BA (Hons) MA MPhil PhD
15-17 Tavistock Place
Natalie's work has spanned a range of disciplines including public health, anthropology and nutrition. Her PhD, "Exploring responsibility for healthy eating", was a qualitative analysis of aspects of the food system to investigate determinants of diet by examining perceptions of responsibility for healthy eating, using a 'complex systems' approach. Her work is grounded in an interest in public health, policy, social justice, the commercial determinants of health and complex systems thinking.
Before returning to academic work, Natalie did consultant work in nutrition, as well as writing books and presenting on television, including the series 'Food Rebels' for the Community Channel. She was the winner of the 2016 LSHTM 3 Minute Thesis competition.

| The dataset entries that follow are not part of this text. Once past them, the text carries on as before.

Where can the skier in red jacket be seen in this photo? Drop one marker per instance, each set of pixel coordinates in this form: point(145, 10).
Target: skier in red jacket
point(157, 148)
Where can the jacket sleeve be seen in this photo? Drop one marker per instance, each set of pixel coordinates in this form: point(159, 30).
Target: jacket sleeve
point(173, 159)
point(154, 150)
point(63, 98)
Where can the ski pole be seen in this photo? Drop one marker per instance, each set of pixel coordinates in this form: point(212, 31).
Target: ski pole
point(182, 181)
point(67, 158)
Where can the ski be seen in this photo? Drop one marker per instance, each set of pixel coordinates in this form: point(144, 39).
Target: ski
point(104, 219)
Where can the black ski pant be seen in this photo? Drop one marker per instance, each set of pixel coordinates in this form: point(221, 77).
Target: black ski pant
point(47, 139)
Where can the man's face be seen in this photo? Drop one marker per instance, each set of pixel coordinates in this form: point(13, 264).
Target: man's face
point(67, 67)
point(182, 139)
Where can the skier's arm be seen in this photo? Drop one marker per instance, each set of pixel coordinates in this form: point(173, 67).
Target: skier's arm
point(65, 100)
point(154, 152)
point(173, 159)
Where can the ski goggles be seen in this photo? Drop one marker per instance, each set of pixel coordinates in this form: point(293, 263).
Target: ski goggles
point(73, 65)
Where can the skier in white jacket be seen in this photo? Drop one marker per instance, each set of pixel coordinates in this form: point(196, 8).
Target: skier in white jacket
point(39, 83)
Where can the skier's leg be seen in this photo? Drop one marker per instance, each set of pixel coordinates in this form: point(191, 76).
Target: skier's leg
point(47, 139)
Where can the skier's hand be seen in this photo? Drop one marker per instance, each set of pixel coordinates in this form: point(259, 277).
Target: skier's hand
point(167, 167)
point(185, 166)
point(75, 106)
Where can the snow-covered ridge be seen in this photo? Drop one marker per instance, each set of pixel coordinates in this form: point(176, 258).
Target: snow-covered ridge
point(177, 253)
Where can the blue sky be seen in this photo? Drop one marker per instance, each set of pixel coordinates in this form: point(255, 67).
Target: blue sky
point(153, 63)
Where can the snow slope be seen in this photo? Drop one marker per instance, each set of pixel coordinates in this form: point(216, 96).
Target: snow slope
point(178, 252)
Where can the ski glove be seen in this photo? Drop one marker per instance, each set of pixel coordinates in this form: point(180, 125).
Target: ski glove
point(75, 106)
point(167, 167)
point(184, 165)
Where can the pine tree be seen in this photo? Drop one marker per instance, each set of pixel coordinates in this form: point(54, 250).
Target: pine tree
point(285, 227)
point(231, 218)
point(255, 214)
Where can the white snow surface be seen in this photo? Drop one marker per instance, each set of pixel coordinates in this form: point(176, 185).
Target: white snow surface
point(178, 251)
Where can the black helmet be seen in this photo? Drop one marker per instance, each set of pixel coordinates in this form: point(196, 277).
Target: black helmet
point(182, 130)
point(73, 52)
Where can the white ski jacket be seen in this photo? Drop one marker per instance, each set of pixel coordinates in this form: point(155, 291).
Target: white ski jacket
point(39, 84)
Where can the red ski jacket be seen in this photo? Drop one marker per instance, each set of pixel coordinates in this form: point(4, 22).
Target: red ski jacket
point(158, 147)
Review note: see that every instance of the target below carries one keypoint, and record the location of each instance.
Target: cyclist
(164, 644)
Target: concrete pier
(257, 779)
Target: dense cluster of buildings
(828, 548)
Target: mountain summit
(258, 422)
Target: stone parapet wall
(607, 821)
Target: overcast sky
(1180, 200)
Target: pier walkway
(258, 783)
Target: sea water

Her academic background is in anthropology (BA Hons Cambridge, MA Sussex) and public health (MPhil, Cambridge). She began her PhD - funded by a college scholarship - in the geography department at Queen Mary, before transferring with Professor Steven Cummins to LSHTM to complete her thesis.
Natalie is a project supervisor on the MSc in Public Health and a seminar leader on the module: Health Policy, Process & Power.
Natalie works on a project funded by The Health Foundation: "Building a new system for the generation and use of public health evidence". The role includes data collection and analysis, writing reports and co-writing scientific papers, all with a foundation in complex systems theory, and follows on from another Health Foundation-funded project.
For her PhD thesis, Natalie examined the food system from a 'complex systems' perspective. Her research used qualitative methods - analysing state and corporate policy documents, focus groups and interviews - to examine the relationship between individuals, government and the food industry and to explore how responsibility for healthy eating is apportioned. Her PhD was informed by an interest in research on the food system, public health and social justice.